Lions Gate Home Entertainment
Cast: Jessica Alba, Alessandro Nivola, Parker Posey
Extras: Featurettes, Deleted Scenes, Theatrical Trailer, Digital Copy
Originally, "The Eye" was an Asian horror film that was actually quite successful in its own right, and with this new American version we actually have a film that is written and directed by a couple of French filmmakers named David Moreau and Xavier Palud. They bring their stylish sense of mood to what would otherwise be another disastrous entry in the horror genre of a film that never should have been re-made.
A beautiful and young concert violinist named Sydney Wells (Jessica Alba) was blinded in a childhood accident, but when a new procedure called an eye transplant is performed on her, she starts to see things that shouldn't be as well as having some disturbing nightmares literally from the moment her bandages come off. Having her sister Helen (Parker Posey) come in from out of town to help her readjust doesn't really help matters.
Convinced she must be losing her mind when several bizarre hallucinations involving people long deceased and creatures from the spirit world who escort them after they pass on, she pleads with her specialist physician Dr. Paul Faulkner (Alessandro Nivola) to tell her where the donor of the eyes is from. Although it is against the rules, he decides to help her anyway, and they travel to Mexico to track down the donor, and what they discover is a secret best left alone.
Although the film does have an effectively creepy atmosphere and features a couple of thrilling sequences, it doesn't really stand out even for a re-make and is really eventually pretty forgettable. The performances are simply adequate, although Alba proves that she can do horror effectively. Thankfully, the film didn't have any creepy little Asian zombie girls twitching away like music video extras and stalking the main characters. Instead we have digital creatures from the spirit world.
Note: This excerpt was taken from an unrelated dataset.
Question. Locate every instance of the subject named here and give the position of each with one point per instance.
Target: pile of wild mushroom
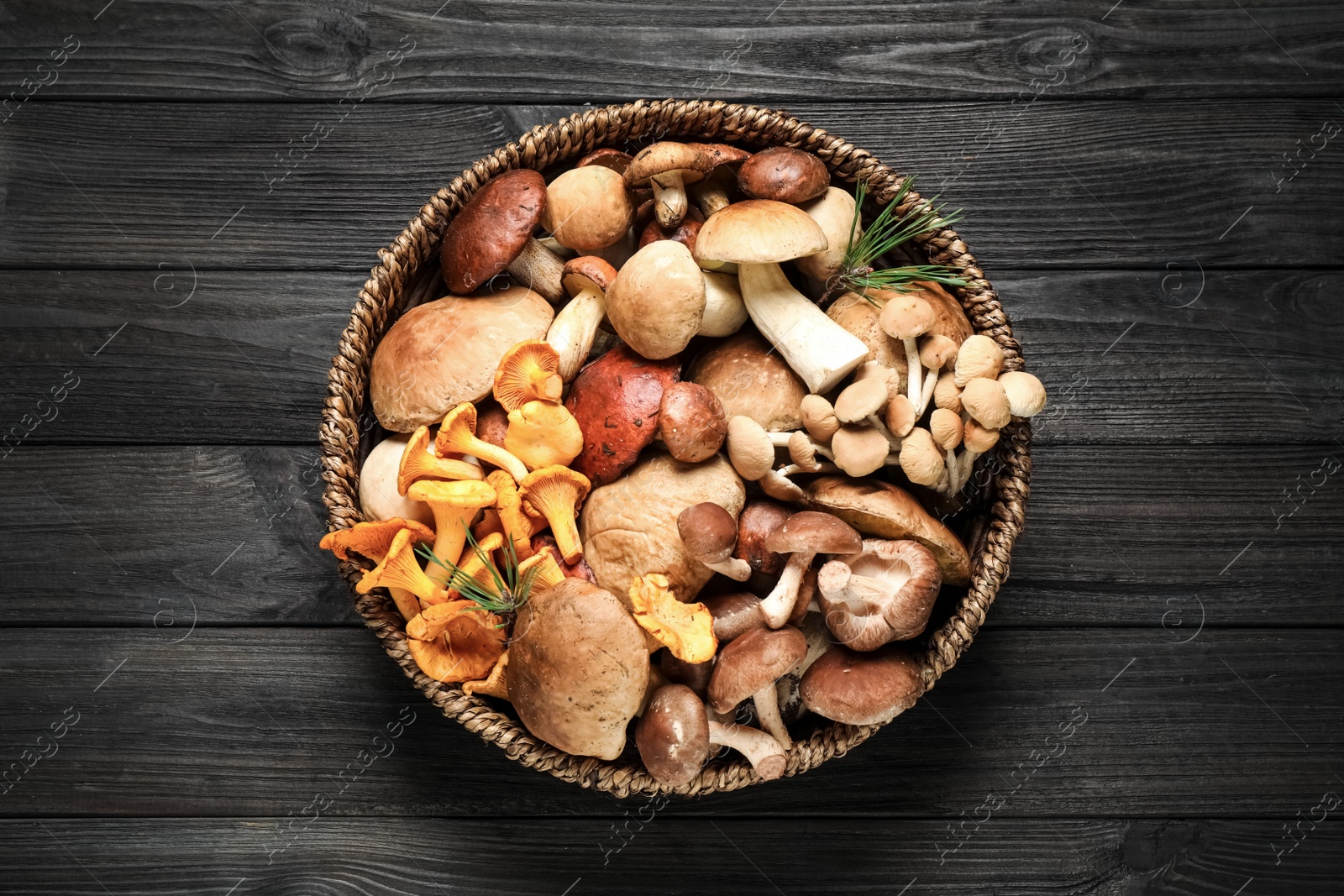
(659, 457)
The transfer is actually quite solid on this Blu-ray release, featuring some very effective uses of shadow and black levels that are also quite effective. The details are always very sharp and the images often pop off the screen. Featuring an aspect ratio of 2.35:1, the film simply looks great in 1080p, as it should, being a brand new release of a new film. The scenes of horror and mayhem are also quite effectively reproduced and certainly hold up very well. I also didn't notice that edge enhancement became an issue, and fans of the film will find this Blu-ray version is the version to own.
The sound arrives with a very boisterous sounding English 7.1 DTS HD Master Audio that rocks the house; but be warned, this is another one of those films where things go from quiet to loud very quickly and it can be a little jarring, to say the least. Featuring a very wide sound field the surrounds are utilized quite effectively. We also get plenty of low end from the subwoofer, and the filmmakers used the soundtrack to disturbing effect during a couple of key sequences. The music is also very well balanced and the dialogue is very clean sounding and always audible. All in all, a very impressive track.
Most of the special features are in high definition, which is always a plus, although they are standard fare, as expected. The only feature that is in Standard Definition are the 'Deleted Scenes', which features eight scenes, none of which offers any extra special effects or anything very interesting at all, you can certainly see why they ended up on the cutting room floor.
'Shadow World: Seeing The Dead' is an oddity. It runs about nine minutes and features Alba and the makers of the film as they inform us on some very strange case histories about eye transplants with some very strange outcomes. Very strange indeed, especially since I had never heard of this phenomena.
'The Eye: An Explosive Finale' runs about six minutes and follows the making of the final climactic scene, pretty interesting if you are into explosions and how they are done on a film set.
'Becoming Sydney' features Jessica Alba explaining how she prepared for her portrayal of a blind woman, and 'Birth Of A Shadowman' is a very short feature on the evil menace featured in the film. We also have a digital copy of the film on a second disc, for those of you who would like to carry the film in your pocket on a portable device, a feature I quite like.
While "The Eye" may not break new ground, perhaps die hard fans of the genre may consider this a rental, otherwise this film may be something you may want to pass up, although the Blu-ray certainly recreates the theatrical experience quite effectively.